Verantwortung für den Tod
Dann wird es ernst und die Bühne zur Todeszone. In 15 Baumklötzen stecken ebensoviele Äxte. Eötvös‘ „Harakiri“ beginnt und Regisseur Jürgen Pöckel selbst spricht aktualisierten Eingangstext des Komponisten. Für den Zeitpunkt seines Todes sei der Mensch verantwortlich, heißt es in der Erläuterung des Selbstmord-Rituals. „Außer in einer Katastrophe, wie sie zwei Flugstunden von hier passiert“, ergänzt Pöckel am Tag, an dem Putin ein ukrainisches Atomkraftwerk angreifen lässt.
Dann waltet der „Holzhacker“ seines Amtes. Der hochaufgeschossene Johannes Fritsche – in schwarzer Samurai-Hose, Kopf und Körper rot geschminkt – zerschlägt Holzklötze. Präzise, rituell, unerbittlich, wie eine Lebensuhr, bei der die Zeit heruntertickt. Diese Frist scheint für die „Japanische Sprecherin“ (Risa Matsushima) oder einen Menschen, den sie betrauert, abgelaufen. Das Betrachten der Fotos am Anfang des Abends haben nicht geholfen. Nun klagt sie mit Singen, Singsang, einzelnen Tönen. Sie bewegt sich um die Bühne, begegnet dem Holzhacker, schlüpft schließlich zwischen und unter die Äxte.

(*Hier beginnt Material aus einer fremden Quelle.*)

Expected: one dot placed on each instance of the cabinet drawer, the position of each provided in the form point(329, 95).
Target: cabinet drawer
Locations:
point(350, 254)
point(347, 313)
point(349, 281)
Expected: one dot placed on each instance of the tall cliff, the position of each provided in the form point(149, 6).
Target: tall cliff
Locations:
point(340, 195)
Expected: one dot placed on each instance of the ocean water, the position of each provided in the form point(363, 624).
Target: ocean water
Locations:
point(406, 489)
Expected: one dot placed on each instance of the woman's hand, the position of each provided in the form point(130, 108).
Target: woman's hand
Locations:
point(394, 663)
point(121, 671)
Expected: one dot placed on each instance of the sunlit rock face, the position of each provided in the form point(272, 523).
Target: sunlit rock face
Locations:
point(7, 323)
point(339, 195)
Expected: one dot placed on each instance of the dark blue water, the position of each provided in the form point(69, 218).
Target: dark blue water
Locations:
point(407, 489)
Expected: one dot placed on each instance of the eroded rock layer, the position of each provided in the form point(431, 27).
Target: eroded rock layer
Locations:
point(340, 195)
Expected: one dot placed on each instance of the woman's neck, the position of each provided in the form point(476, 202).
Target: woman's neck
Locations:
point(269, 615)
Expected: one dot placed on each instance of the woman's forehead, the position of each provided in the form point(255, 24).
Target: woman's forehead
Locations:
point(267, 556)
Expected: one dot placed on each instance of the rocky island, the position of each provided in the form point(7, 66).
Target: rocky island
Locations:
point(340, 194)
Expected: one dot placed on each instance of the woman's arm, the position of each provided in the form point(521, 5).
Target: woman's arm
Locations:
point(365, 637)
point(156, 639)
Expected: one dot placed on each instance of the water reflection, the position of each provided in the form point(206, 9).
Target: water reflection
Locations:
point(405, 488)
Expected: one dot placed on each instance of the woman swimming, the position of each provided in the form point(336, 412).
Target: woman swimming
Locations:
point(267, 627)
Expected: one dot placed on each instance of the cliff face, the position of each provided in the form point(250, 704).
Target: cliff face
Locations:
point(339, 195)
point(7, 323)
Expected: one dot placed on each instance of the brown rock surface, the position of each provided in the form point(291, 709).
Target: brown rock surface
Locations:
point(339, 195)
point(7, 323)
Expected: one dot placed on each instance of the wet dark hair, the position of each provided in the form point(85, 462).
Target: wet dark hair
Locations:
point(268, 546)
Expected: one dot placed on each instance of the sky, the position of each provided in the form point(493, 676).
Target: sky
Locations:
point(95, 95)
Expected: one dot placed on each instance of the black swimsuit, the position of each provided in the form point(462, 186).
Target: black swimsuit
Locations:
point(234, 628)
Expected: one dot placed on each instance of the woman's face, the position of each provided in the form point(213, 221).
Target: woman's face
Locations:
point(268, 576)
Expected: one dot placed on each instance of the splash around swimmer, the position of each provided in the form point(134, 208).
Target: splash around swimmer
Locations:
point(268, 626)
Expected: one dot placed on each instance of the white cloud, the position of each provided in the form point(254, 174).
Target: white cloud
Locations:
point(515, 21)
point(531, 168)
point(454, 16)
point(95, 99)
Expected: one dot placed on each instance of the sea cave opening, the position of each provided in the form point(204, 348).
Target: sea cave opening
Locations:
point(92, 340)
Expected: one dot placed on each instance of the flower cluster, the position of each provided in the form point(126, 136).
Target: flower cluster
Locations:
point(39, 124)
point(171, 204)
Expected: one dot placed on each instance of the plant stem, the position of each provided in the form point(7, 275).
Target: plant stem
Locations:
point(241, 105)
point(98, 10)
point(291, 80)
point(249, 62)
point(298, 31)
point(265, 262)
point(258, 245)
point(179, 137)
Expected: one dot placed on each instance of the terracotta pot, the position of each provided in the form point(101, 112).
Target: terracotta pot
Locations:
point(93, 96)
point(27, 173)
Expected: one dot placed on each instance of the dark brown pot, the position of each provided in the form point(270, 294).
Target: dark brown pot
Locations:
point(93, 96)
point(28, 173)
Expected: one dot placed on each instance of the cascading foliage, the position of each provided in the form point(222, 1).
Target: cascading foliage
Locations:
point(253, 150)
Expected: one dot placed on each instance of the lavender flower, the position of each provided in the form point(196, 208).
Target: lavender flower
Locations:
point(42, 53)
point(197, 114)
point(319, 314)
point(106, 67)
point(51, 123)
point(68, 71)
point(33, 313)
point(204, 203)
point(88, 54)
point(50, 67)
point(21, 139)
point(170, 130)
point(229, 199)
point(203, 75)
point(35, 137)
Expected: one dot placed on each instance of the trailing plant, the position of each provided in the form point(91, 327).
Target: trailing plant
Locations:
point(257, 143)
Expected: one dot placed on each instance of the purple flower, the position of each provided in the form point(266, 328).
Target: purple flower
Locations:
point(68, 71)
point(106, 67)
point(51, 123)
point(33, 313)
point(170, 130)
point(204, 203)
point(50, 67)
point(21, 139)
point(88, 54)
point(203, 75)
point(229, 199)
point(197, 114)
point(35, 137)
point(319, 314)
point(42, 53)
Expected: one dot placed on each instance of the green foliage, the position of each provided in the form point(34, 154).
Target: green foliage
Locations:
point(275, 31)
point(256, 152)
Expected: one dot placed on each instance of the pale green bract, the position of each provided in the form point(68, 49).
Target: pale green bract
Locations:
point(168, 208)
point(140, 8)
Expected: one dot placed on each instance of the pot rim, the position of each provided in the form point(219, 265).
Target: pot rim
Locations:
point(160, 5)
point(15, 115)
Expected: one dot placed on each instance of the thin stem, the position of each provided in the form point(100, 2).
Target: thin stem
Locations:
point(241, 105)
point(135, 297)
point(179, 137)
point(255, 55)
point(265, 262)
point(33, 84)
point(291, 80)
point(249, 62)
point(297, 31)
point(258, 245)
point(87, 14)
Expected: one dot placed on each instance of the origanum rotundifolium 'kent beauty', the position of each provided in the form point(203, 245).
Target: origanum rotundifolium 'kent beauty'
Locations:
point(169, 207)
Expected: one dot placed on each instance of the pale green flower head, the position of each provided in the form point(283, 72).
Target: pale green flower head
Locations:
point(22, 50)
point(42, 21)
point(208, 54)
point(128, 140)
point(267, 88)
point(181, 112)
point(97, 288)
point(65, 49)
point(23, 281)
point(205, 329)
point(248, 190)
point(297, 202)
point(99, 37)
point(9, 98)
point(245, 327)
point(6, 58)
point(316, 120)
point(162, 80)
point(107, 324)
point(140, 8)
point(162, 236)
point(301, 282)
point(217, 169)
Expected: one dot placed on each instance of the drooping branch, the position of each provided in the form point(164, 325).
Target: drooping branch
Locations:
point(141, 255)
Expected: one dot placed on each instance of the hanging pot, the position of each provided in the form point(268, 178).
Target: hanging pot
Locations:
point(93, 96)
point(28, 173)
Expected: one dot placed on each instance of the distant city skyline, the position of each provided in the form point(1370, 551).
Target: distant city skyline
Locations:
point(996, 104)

Damit korrespondiert der Dialog zweier Bassklarinetten (Uwe Gleitsmann und Holger Heberlein), die das menschliche Sprechen durch- und nachspielen. Bald hell und frohgemut, dann zögernd-dunkel, nahe am Verstummen. Längere Tonlinien kommen zu Fanfarenstößen. Leo Siberski dirigiert die beiden Solisten so präzise wie den Holzhacker. Im Takt seiner Schläge vollzieht die „Sprecherin“, nun im kunstvollen Kimono, das „Harakiri“-Ritual – und endlich verharrt der Holzhacker. Betroffene Stille vor dem Applaus für diesen besonderen Abend.